Hockeyville brings NHL to the UP

AnnMarie Kent

People lined the boards and filled the stands at Lakeview Arena in Marquette on Tuesday night as NHL players skated onto the rink during Kraft Hockeyville USA’s stint in Marquette.

re-hockeyville1-etThe Kraft Hockeyville USA competition is a contest that started in Canada with a focus  on giving money to small-town hockey arenas across the country. Kraft soon afterward created a separate competition in the United States. The top four arenas chosen receive monetary donations for renovations and the winning arena hosts a preseason NHL game.

A series of essays written to Kraft led to Lakeview’s nomination and eventual winning of the contest.

The Buffalo Sabres and the Carolina Hurricanes faced off for the preseason game at Lakeview. After three periods, the Sabres came away with a 2-0 victory.

Sabres head coach Dan Bylsma was satisfied with the way his team played during the game.

“I liked our whole team game,” Bylsma said. “I think this was the first game for us that we really played, supported the puck, played as a group of five and played team hockey.”

With the 3,100-seat arena at standing room only, Sabres forward Sam Reinhart said the rink was very warm to play in.

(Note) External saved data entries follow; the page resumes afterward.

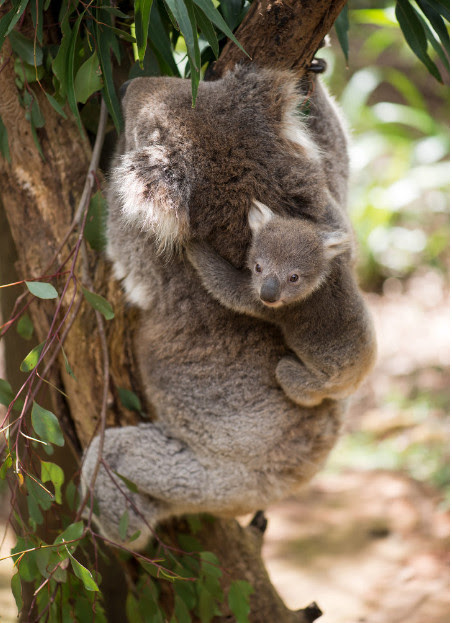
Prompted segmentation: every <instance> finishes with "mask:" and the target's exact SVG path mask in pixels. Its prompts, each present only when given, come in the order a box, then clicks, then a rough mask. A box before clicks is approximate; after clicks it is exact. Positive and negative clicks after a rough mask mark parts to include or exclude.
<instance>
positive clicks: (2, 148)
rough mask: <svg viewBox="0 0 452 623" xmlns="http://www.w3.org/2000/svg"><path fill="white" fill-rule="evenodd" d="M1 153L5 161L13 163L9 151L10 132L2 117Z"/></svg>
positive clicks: (1, 122)
mask: <svg viewBox="0 0 452 623" xmlns="http://www.w3.org/2000/svg"><path fill="white" fill-rule="evenodd" d="M0 152H1V154H2V156H3V158H5V160H6V161H7V162H9V163H11V154H10V151H9V143H8V132H7V130H6V127H5V124H4V123H3V121H2V118H1V117H0Z"/></svg>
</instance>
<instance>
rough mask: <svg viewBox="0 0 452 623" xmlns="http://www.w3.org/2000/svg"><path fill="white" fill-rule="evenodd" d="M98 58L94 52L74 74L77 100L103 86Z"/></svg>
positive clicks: (84, 98)
mask: <svg viewBox="0 0 452 623" xmlns="http://www.w3.org/2000/svg"><path fill="white" fill-rule="evenodd" d="M101 73H102V72H101V69H100V63H99V58H98V56H97V53H96V52H94V53H93V54H92V55H91V56H90V57H89V58H88V59H87V60H86V61H85V62H84V63H83V64H82V65H81V66H80V68H79V70H78V71H77V74H76V76H75V81H74V90H75V98H76V100H77V102H81V103H82V104H84V103H85V102H86V100H87V99H88V98H89V97H90V96H91V95H92V94H93V93H96V91H100V89H101V88H102V86H103V82H102V77H101Z"/></svg>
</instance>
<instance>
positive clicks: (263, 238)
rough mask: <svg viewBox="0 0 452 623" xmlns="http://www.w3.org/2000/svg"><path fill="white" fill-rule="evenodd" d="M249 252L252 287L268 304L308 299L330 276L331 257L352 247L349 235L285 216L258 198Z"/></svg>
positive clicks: (264, 302)
mask: <svg viewBox="0 0 452 623" xmlns="http://www.w3.org/2000/svg"><path fill="white" fill-rule="evenodd" d="M248 222H249V224H250V227H251V231H252V234H253V237H252V240H251V245H250V249H249V252H248V267H249V268H250V270H251V274H252V277H251V279H252V287H253V288H254V290H255V291H256V295H257V296H258V297H259V299H260V300H261V302H262V303H263V304H264V305H266V306H268V307H281V306H282V305H287V304H289V303H295V302H297V301H301V300H303V299H305V298H307V297H308V296H309V295H310V294H311V293H312V292H313V291H314V290H316V289H317V288H318V287H319V286H320V285H321V284H322V282H323V280H324V279H325V278H326V277H327V275H328V273H329V270H330V264H331V260H332V259H333V258H334V257H337V256H338V255H341V254H342V253H345V252H346V251H348V250H349V249H350V245H351V242H350V237H349V234H348V233H346V232H343V231H336V232H333V231H327V230H325V229H322V228H321V226H320V225H316V224H315V223H312V222H310V221H307V220H304V219H301V218H283V217H280V216H277V215H275V214H274V213H273V212H272V211H271V210H270V208H268V207H267V206H266V205H264V204H262V203H260V202H259V201H254V202H253V205H252V207H251V209H250V211H249V214H248Z"/></svg>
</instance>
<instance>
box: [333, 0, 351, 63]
mask: <svg viewBox="0 0 452 623" xmlns="http://www.w3.org/2000/svg"><path fill="white" fill-rule="evenodd" d="M349 27H350V24H349V21H348V5H347V4H346V5H345V6H344V8H343V9H342V11H341V12H340V13H339V16H338V18H337V19H336V21H335V22H334V28H335V30H336V34H337V38H338V39H339V43H340V44H341V48H342V52H343V53H344V56H345V60H346V61H347V63H348V30H349Z"/></svg>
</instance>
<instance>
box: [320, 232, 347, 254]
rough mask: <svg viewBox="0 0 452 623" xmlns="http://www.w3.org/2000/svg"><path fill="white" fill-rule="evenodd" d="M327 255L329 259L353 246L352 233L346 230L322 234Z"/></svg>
mask: <svg viewBox="0 0 452 623" xmlns="http://www.w3.org/2000/svg"><path fill="white" fill-rule="evenodd" d="M322 238H323V245H324V249H325V257H326V259H328V260H331V259H333V257H337V256H338V255H341V254H342V253H345V252H346V251H349V250H350V249H351V247H352V243H351V239H350V234H348V233H347V232H345V231H330V232H324V233H323V234H322Z"/></svg>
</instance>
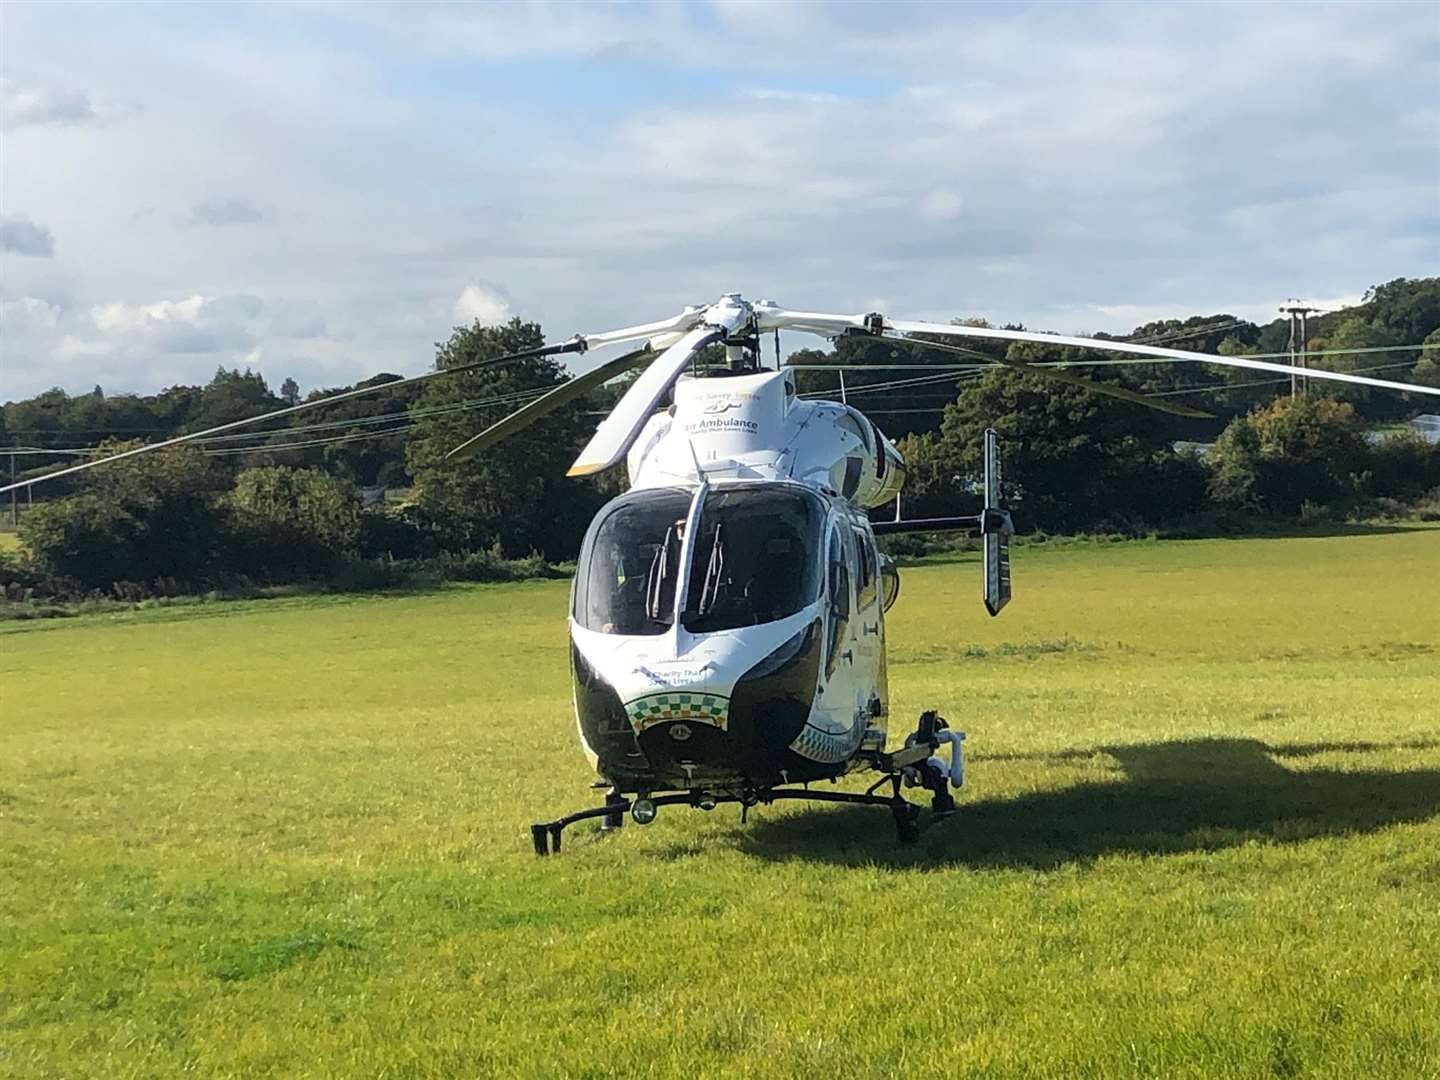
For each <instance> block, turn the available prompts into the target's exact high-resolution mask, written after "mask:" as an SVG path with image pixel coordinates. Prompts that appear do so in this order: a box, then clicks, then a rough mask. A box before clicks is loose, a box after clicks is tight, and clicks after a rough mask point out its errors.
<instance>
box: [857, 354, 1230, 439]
mask: <svg viewBox="0 0 1440 1080" xmlns="http://www.w3.org/2000/svg"><path fill="white" fill-rule="evenodd" d="M881 338H883V340H884V341H903V343H904V344H907V346H920V347H922V348H935V350H939V351H942V353H958V354H960V356H984V357H985V359H986V360H991V361H994V363H996V364H1001V366H1004V367H1011V369H1014V370H1017V372H1034V373H1035V374H1038V376H1043V377H1045V379H1050V380H1053V382H1057V383H1067V384H1070V386H1081V387H1084V389H1086V390H1093V392H1094V393H1100V395H1104V396H1106V397H1119V399H1120V400H1122V402H1130V403H1132V405H1143V406H1145V408H1146V409H1155V410H1156V412H1168V413H1171V415H1172V416H1192V418H1195V419H1202V420H1212V419H1215V418H1214V413H1208V412H1204V410H1201V409H1192V408H1191V406H1188V405H1176V403H1174V402H1165V400H1161V399H1156V397H1146V396H1145V395H1143V393H1139V392H1138V390H1126V389H1125V387H1123V386H1112V384H1110V383H1100V382H1096V380H1094V379H1084V377H1083V376H1079V374H1070V373H1068V372H1061V370H1058V369H1054V367H1037V366H1035V364H1027V363H1025V361H1024V360H1009V359H1005V357H992V356H988V354H986V353H976V351H975V350H972V348H960V347H959V346H948V344H945V343H943V341H926V340H924V338H919V337H900V336H897V334H881Z"/></svg>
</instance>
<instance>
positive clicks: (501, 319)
mask: <svg viewBox="0 0 1440 1080" xmlns="http://www.w3.org/2000/svg"><path fill="white" fill-rule="evenodd" d="M452 312H454V315H455V323H458V324H461V325H469V324H471V323H475V321H477V320H478V321H480V323H481V324H484V325H500V324H501V323H508V321H510V318H511V317H513V315H514V311H511V308H510V301H508V300H505V295H504V292H503V291H501V289H498V288H495V287H491V285H481V284H480V282H471V284H469V285H467V287H465V288H464V289H462V291H461V294H459V298H458V300H456V301H455V307H454V308H452Z"/></svg>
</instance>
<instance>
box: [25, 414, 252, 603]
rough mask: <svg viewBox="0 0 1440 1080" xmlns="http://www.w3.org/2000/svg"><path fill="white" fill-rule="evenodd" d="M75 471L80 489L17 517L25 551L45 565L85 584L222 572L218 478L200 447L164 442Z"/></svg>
mask: <svg viewBox="0 0 1440 1080" xmlns="http://www.w3.org/2000/svg"><path fill="white" fill-rule="evenodd" d="M132 445H135V444H118V442H111V444H105V445H104V448H105V449H109V451H115V452H118V451H121V449H128V448H130V446H132ZM81 475H82V478H84V481H82V484H84V491H82V494H79V495H75V497H69V498H62V500H55V501H52V503H46V504H43V505H37V507H36V508H35V510H33V511H30V513H29V514H26V517H24V518H23V521H22V526H20V531H22V537H23V539H24V546H26V549H27V550H29V552H30V553H32V554H33V556H35V557H36V559H37V560H40V563H42V564H43V566H46V569H49V570H52V572H53V573H59V575H63V576H68V577H73V579H76V580H78V582H81V583H82V585H85V586H86V588H105V586H108V585H109V583H111V582H120V580H124V582H140V583H154V582H157V580H174V582H177V583H181V585H200V583H204V582H210V580H215V579H217V577H220V576H223V566H222V563H220V556H222V554H223V541H225V536H223V526H222V520H220V514H219V513H217V508H216V497H217V494H219V491H220V490H222V487H223V480H225V478H223V474H220V472H219V471H217V469H216V468H215V467H213V465H212V464H210V461H209V458H206V456H204V454H203V452H202V451H199V449H197V448H194V446H171V448H168V449H163V451H156V452H153V454H143V455H138V456H134V458H127V459H124V461H117V462H112V464H109V465H105V467H104V468H98V469H94V471H91V472H85V474H81Z"/></svg>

“It was pretty humid in there through the whole thing,” Reinhart said. “I still like the way we played. We had to keep things simple with the conditions.”

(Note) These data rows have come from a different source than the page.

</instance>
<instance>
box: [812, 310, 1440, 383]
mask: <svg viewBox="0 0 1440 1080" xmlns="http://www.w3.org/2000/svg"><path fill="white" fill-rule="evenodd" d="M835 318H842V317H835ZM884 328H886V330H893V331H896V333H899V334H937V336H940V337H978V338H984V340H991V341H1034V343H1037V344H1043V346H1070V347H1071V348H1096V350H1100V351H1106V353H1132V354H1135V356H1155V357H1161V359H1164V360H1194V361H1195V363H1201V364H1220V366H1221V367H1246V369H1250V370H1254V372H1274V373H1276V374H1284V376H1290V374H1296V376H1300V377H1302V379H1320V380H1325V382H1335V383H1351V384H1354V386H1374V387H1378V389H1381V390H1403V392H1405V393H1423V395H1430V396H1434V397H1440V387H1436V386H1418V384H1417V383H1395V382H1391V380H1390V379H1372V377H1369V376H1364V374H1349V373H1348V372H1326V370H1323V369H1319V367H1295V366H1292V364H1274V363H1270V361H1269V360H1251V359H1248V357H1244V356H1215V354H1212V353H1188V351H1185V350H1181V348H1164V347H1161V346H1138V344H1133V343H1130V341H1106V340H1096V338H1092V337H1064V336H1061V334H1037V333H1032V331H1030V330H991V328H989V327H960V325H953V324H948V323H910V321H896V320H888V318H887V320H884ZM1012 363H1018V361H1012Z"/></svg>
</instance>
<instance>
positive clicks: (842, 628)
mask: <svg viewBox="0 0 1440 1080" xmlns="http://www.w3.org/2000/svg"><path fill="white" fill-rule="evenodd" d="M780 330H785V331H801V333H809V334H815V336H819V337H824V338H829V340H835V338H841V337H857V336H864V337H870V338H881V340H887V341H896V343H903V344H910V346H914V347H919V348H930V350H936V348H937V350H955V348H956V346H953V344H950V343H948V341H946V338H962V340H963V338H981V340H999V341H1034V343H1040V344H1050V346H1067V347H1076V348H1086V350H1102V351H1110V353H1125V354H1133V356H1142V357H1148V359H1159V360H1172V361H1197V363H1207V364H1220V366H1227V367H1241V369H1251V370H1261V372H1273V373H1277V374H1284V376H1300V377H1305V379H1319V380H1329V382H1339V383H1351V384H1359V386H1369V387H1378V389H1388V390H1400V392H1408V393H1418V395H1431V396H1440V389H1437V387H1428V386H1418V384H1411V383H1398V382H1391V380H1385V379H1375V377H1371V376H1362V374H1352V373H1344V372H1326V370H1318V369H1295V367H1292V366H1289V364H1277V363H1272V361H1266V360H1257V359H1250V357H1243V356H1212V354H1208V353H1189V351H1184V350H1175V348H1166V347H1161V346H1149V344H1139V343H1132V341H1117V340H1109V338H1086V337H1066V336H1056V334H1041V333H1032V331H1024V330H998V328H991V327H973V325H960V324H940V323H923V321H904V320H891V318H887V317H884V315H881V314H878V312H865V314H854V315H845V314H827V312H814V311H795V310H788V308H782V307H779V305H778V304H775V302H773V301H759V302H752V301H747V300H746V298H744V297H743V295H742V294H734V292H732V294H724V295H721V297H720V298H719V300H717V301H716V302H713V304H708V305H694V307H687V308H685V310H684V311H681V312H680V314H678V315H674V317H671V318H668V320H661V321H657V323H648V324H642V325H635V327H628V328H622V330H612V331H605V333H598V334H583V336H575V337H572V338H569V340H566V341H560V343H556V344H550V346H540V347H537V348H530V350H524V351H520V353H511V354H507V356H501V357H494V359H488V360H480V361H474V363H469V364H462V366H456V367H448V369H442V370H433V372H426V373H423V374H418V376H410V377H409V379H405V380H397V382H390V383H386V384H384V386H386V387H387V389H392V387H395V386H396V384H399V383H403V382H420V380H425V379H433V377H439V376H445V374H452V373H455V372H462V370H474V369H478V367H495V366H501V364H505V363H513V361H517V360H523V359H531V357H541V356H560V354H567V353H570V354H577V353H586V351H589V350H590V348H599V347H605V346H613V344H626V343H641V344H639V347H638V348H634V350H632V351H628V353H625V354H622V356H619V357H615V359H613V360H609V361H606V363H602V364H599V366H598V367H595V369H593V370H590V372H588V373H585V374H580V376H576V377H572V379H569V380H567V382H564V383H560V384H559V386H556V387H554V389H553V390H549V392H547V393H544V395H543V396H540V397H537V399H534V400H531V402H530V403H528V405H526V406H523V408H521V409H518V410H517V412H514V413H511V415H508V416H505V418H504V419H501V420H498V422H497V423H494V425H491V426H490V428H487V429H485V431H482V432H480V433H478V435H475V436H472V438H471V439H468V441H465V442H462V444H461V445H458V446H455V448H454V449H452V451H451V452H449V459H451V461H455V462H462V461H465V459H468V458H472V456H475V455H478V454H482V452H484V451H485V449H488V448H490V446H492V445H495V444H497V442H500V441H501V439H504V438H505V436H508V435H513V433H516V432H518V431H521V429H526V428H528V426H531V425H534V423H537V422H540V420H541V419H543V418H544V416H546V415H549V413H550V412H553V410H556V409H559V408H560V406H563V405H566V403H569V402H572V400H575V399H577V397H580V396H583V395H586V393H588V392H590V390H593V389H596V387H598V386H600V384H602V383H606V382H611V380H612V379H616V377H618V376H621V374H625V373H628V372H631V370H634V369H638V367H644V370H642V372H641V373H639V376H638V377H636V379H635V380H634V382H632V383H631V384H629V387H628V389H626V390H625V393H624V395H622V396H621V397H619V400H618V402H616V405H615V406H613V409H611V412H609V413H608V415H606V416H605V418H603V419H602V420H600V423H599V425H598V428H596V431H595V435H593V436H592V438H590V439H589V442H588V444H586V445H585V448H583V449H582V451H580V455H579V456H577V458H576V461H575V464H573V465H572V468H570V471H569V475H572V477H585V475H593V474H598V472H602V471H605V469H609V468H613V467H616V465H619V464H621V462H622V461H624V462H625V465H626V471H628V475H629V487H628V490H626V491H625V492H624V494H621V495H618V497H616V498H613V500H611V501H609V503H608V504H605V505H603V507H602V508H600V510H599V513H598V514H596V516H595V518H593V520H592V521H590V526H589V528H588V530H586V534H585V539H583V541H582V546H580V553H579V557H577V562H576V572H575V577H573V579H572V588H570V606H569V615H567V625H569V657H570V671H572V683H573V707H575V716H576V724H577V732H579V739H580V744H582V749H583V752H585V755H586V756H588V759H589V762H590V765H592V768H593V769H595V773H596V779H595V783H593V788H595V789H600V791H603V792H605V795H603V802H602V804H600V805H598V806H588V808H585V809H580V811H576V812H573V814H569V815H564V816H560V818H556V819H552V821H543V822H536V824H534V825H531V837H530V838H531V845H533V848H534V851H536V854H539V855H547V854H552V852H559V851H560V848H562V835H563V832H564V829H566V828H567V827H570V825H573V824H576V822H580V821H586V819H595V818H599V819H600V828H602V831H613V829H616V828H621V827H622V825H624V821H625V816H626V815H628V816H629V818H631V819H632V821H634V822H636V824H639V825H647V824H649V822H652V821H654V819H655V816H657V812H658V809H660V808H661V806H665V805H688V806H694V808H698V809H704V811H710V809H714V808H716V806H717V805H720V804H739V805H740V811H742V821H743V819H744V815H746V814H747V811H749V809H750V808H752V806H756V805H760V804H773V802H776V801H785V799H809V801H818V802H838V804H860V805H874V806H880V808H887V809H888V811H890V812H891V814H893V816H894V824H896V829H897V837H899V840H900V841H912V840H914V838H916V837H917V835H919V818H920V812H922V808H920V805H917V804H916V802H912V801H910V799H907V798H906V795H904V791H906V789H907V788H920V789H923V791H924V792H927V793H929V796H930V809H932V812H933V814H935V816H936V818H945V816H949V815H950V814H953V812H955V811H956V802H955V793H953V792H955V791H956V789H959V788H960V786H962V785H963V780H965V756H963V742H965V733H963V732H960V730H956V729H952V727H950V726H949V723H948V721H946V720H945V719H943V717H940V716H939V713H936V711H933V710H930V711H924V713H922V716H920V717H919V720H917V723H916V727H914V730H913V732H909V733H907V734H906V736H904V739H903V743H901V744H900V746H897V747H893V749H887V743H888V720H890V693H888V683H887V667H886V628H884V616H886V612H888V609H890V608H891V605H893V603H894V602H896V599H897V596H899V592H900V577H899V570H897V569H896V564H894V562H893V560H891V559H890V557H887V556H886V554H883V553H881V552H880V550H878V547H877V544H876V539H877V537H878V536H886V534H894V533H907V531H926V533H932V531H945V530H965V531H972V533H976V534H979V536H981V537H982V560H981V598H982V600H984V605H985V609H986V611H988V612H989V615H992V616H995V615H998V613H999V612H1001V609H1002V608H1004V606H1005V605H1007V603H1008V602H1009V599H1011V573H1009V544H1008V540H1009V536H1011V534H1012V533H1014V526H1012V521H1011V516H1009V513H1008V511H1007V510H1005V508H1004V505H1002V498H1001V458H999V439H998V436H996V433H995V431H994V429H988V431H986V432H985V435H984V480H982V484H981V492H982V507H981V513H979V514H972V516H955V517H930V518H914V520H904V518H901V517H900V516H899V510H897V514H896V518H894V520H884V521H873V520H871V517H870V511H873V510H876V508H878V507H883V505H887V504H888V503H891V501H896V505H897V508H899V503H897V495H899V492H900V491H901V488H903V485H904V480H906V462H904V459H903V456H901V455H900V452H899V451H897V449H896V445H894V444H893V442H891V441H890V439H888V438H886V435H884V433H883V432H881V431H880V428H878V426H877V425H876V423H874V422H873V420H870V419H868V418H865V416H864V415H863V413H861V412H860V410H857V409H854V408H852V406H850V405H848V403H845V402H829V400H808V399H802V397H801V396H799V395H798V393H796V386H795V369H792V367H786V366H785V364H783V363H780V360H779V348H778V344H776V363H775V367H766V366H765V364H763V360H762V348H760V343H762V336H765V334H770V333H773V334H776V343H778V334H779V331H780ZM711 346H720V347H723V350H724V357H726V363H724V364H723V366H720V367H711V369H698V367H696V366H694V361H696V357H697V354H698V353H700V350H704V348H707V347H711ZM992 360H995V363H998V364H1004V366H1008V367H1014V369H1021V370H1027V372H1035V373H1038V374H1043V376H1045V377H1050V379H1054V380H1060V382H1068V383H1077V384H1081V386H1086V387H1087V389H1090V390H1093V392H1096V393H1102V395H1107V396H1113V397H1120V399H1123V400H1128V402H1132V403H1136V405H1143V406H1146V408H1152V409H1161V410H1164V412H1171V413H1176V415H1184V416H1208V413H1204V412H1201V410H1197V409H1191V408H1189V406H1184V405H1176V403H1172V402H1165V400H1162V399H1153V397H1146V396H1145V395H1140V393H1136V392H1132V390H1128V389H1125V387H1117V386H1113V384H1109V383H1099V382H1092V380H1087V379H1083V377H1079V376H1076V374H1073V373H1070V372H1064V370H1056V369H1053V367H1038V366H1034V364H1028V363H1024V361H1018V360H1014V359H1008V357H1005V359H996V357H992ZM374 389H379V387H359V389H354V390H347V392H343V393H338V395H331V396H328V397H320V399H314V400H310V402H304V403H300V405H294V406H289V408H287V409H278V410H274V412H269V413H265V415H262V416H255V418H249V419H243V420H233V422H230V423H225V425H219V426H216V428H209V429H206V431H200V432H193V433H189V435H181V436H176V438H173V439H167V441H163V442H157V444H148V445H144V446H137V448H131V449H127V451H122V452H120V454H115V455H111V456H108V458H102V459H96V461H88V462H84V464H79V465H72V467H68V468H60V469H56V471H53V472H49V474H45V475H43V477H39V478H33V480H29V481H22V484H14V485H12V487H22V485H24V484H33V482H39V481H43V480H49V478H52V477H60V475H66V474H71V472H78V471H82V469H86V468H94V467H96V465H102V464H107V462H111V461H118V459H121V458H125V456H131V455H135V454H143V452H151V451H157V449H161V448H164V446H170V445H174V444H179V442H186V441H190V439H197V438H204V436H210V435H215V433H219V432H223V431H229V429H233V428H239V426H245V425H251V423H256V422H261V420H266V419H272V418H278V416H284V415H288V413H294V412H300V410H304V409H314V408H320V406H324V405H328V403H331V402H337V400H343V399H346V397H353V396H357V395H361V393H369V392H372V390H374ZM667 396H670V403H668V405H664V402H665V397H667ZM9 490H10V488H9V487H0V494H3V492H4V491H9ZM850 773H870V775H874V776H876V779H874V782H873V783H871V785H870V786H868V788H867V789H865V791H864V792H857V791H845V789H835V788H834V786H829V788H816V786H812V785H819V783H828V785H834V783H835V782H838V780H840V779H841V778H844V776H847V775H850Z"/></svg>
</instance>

The teams’ home ices—The First Niagara Center in Buffalo, New York and the PNC Arena in Raleigh, North Carolina—each seat almost 20,000 people. So the players were playing for a much smaller audience than they’ve grown accustomed to.

Sabres forward Nicolas Deslauriers loved playing in the small atmosphere.

“I don’t remember the last time I played in a smaller rink like this, and [this] packed,” Deslauriers said. “It proves how hockey everywhere is important.”

The small-town arena feel brought a lot of players back to their younger days of hockey, Bylsma said.

“I think everyone this morning and today talked about this being a place they’ve played before,” Bylsma said. “Whether it was here or back in their hometown, it felt like a place we’ve all played in our younger years in playing youth hockey.”

Bylsma is a Michigan native, born in Grand Haven. He played college hockey for the now Western Collegiate Hockey Association Bowling Green State University. Bylsma traveled to Lakeview Arena to play the NMU Wildcats while playing for Bowling Green.

He said people approached him around town welcoming him to Michigan, which felt weird because this feels like home to him.

“It’s kind of neat to get back here,” Bylsma said “It feels like an outdoor game type of atmosphere—back to the roots of hockey, back to where you played as a kid.”

Kraft’s contributions to the arena keep Lakeview in good shape for people like senior graphic communications major Cassidy Hinshaw. She grew up in Iron River and remembers coming to Marquette and play hockey at Lakeview growing up. She also works at Superior Hockey, the hockey shop inside Lakeview and she’s seen the renovations happening.

“I’ve seen them rebuilding things. I’ve seen new glass—repainting,” Hinshaw said. “It’s a lot brighter in here than it ever used to be. It just looks like a really positive place to be.”

Hinshaw is glad to have had this event here, bringing good things to the area and being able to be part of it at the game.

“It was awesome,” she said. “We were right up against the glass.”